Mise en œuvre de l'intégration de données multimodales monocellulaires
L'intégration de données multimodales unicellulaires est en passe de devenir une orientation technologique essentielle pour l'analyse de l'hétérogénéité cellulaire, la mise en évidence des mécanismes pathologiques et la promotion du développement de la médecine de précision, et a suscité un vif intérêt au sein de la communauté universitaire mondiale.

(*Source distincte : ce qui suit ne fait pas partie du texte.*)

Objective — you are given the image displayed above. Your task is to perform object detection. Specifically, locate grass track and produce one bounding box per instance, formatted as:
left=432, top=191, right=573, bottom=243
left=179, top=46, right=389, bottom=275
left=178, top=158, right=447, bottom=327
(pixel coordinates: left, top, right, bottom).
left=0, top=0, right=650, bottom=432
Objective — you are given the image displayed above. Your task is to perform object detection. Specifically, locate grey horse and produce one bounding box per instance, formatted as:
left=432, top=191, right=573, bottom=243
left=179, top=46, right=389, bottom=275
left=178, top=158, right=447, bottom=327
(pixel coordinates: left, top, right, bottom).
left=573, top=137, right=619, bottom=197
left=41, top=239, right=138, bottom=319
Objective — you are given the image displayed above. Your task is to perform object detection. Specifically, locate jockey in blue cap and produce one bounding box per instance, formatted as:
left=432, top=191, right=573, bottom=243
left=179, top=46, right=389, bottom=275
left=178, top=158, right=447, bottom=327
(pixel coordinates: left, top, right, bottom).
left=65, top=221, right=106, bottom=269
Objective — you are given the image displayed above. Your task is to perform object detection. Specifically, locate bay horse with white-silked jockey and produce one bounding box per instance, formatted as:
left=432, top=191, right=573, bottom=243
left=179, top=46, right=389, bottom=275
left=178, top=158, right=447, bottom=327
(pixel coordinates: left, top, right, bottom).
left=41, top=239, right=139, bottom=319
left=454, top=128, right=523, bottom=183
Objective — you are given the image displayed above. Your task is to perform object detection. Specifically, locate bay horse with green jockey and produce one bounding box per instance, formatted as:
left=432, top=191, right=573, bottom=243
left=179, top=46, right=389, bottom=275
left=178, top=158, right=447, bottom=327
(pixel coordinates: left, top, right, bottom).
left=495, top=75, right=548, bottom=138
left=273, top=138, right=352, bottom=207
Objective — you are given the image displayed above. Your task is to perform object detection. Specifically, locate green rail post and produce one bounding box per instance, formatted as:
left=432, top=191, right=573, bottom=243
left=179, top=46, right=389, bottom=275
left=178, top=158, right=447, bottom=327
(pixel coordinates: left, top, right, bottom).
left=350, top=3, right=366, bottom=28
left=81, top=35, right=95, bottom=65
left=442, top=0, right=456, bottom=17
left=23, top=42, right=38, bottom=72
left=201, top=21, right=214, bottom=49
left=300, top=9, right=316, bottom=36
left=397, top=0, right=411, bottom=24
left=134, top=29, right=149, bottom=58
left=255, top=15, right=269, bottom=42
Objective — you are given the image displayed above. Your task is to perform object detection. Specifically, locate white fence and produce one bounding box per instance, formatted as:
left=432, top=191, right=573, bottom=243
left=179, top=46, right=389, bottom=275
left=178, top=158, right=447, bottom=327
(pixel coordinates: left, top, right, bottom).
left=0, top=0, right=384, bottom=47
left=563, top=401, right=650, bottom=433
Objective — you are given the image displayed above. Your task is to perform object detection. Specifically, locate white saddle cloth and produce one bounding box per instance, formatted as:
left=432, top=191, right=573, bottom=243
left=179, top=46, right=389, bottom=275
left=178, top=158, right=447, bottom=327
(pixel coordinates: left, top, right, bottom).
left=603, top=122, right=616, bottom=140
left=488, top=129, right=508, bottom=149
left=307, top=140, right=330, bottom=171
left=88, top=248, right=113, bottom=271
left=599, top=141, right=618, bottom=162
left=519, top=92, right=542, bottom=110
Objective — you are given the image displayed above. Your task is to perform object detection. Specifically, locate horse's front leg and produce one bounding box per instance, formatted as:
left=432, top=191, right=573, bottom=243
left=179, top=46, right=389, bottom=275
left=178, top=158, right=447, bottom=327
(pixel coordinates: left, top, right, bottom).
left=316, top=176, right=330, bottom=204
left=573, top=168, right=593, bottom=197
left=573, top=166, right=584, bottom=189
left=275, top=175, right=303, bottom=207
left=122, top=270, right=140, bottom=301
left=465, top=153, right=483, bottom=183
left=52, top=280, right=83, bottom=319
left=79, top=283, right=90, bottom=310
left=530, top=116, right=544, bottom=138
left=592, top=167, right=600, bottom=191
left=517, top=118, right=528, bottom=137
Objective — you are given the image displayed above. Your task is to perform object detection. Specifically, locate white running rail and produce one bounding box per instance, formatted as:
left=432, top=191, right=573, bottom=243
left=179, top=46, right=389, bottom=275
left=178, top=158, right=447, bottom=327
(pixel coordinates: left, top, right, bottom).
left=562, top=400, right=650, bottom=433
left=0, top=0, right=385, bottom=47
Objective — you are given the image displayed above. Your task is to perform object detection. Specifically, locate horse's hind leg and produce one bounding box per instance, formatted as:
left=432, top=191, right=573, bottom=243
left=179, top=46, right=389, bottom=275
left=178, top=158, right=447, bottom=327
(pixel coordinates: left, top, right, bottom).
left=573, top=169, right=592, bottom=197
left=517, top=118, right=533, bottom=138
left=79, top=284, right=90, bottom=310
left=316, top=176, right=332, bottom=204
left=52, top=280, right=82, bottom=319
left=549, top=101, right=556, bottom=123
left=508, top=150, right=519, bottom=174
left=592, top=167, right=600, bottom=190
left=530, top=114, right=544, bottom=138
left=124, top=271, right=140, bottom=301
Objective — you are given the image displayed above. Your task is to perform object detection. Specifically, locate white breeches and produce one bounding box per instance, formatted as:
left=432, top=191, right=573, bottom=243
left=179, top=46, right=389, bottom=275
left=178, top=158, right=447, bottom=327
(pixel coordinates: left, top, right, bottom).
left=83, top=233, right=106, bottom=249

Par exemple, la technologie scMTR-seq développée par l'équipe de Peter Rugg-Gunn à l'Institut Babraham de l'Université de Cambridge...Pour la première fois, la capture simultanée de six modifications d'histones et de l'ensemble du transcriptome a été réalisée au niveau de la cellule unique.Ils ont surmonté un obstacle technique qui persistait depuis une décennie dans le domaine de la recherche en épigénétique.
Titre de l'article :
Profilage combinatoire de multiples modifications d'histones et du transcriptome dans des cellules uniques par scMTR-seq
Lien vers l'article :
https://www.science.org/doi/10.1126/sciadv.adu3308
Le cadre CellFuse proposé par l'équipe de recherche de l'université de Stanford construit un espace d'intégration partagé basé sur l'apprentissage contrastif supervisé et est spécifiquement conçu pour les scénarios d'intégration multimodale avec un chevauchement limité des caractéristiques.Il permet une prédiction précise du type cellulaire et une intégration transparente entre les différentes modalités et conditions expérimentales.Des tests effectués sur de multiples ensembles de données, notamment des PBMC sains, de la moelle osseuse, une thérapie CAR-T pour le lymphome et des tissus tumoraux, démontrent que le cadre surpasse les méthodes existantes tant en termes de qualité d'intégration que d'efficacité opérationnelle.
Titre de l'article :
CellFuse permet l'intégration multimodale des données de protéomique unicellulaire et spatiale
Lien vers l'article :
Parallèlement, les principales entreprises mondiales de biotechnologie et de santé accélèrent le déploiement de la technologie d'intégration de données multimodales unicellulaires, en se concentrant sur des scénarios clés tels que la translation clinique, le développement de médicaments et la médecine de précision, afin de transformer la recherche de pointe en applications concrètes. La société allemande BioNTech a appliqué cette technologie à l'immunothérapie des tumeurs et au développement de vaccins personnalisés. En intégrant le séquençage d'ARN unicellulaire, le profilage de l'expression protéique et les données de transcriptomique spatiale, elle analyse avec précision l'hétérogénéité cellulaire dans le microenvironnement tumoral, identifie les principaux sous-types de cellules immunitaires et les biomarqueurs associés, fournissant ainsi des données essentielles à la conception et à l'optimisation de vaccins antitumoraux personnalisés et améliorant significativement le ciblage et l'efficacité vaccinale.
Il est prévisible que, grâce aux progrès constants des technologies d'intégration multimodale, le décodage de la vie au niveau unicellulaire passera un jour de la vision à la réalité, insufflant un élan plus fort à l'avenir de la médecine de précision.